Diffuse infiltrating colorectal cancer is characterized by infiltrating growth, a nearly normal mucosal surface, a tendency for low differentiation and metastasis, and a poor prognosis (3). Up to now, combination of multiple accessible non-invasive methods and invasive multipoint deep biopsies basically could contribute to the accurate diagnosis or important hints for malignancy (4). Nevertheless, the difficulty in diagnosis occurred in this case with nearly missing tumor following failure of adequate assessment although isolated short-segment colonic strictures and progressive clinical course occurring in a middle-aged male in this case warranted a high index of suspicion for colon cancer as a leading differential diagnosis. We speculated the reason was possibly attributed to the rare tumor characteristics with moderate differentiation and diffuse infiltrating growth simultaneously.

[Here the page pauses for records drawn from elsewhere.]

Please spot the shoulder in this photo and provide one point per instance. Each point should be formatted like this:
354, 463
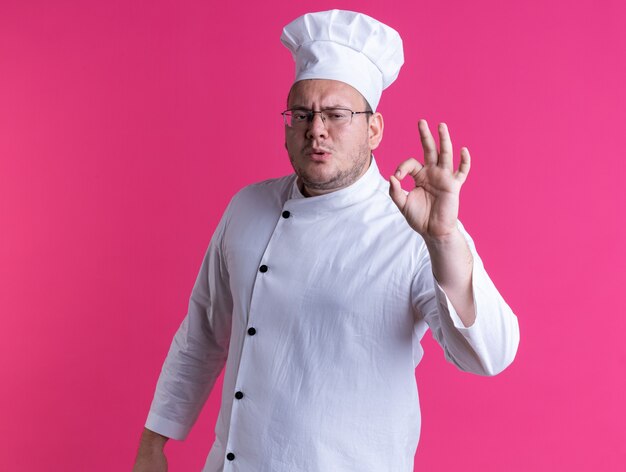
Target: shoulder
261, 195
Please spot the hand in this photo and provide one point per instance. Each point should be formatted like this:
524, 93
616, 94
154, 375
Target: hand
151, 457
154, 463
432, 207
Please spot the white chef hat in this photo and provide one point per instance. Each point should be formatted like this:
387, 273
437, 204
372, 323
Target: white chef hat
347, 46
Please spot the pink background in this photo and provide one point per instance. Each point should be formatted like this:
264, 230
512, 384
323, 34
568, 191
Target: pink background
125, 127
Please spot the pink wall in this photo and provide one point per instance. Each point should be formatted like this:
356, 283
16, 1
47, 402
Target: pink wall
125, 127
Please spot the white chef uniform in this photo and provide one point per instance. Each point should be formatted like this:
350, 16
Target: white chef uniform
317, 306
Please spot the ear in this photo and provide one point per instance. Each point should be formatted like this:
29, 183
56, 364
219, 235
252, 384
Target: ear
375, 130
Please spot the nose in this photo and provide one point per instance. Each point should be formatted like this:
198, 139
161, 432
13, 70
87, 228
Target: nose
316, 127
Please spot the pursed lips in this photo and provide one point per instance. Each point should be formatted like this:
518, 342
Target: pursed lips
317, 153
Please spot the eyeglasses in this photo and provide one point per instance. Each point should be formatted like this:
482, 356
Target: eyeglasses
331, 117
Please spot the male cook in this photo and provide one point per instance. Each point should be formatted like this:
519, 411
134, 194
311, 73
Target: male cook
317, 287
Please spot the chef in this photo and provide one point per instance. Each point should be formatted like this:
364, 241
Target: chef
318, 287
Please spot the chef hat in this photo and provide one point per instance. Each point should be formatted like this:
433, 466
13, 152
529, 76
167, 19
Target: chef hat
347, 46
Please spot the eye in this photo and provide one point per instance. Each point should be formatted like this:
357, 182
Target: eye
299, 116
337, 114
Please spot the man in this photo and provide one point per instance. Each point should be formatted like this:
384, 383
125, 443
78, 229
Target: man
317, 288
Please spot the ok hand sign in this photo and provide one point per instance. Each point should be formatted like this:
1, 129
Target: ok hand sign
432, 207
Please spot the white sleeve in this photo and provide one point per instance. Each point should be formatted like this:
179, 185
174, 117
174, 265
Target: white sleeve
199, 348
490, 344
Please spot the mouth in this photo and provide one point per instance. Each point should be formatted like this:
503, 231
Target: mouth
318, 154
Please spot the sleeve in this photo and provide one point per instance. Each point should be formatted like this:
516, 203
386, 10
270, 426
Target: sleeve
490, 344
199, 349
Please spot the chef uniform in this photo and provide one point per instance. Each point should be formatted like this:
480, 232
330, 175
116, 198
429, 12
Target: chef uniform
317, 307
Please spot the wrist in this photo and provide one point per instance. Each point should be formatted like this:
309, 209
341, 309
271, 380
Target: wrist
152, 442
445, 241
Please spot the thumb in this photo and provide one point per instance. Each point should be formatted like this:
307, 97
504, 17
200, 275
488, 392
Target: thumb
397, 194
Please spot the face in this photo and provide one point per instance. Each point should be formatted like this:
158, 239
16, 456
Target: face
324, 159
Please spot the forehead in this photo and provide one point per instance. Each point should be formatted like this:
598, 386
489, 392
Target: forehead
315, 93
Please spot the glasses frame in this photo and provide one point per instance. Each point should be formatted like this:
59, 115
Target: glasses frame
311, 114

The former mainly invaded locally rather than early metastasis in low-differentiated tumors, and the latter presented nearly normal mucosa difficult to get positive biopsy specimens from endoscopy. In addition, it was also rare to find advanced cancer with negative 18F-FDG-PET/CT scan findings in this case, a phenomenon mostly observed in signet-ring cell carcinoma due to low expression of glucose transporter-1, or mucinous adenocarcinomas due to their high mucin content and low cellularity (5,6). Notably, the ischemic colitis observed histologically in this case lacked specificity and likely represented secondary changes due to tumor infiltration or mechanical compression of local vasculature, rather than a primary ischemic pathology. In a word, this case recalls the importance of detective-like perception and meticulous clinical reasoning as the unique nature of clinicians, especially when advanced technology such as artificial intelligence (AI) are currently widely used in medical field (7). While AI offers powerful diagnostic tools, it also sparks debates about the balance between human judgment and algorithmic reliance (8). In an era of human-machine collaboration, clinicians must remain vigilant interpreters of technology, integrating AI-derived insights with patient-centered reasoning to avoid diagnostic complacency (9).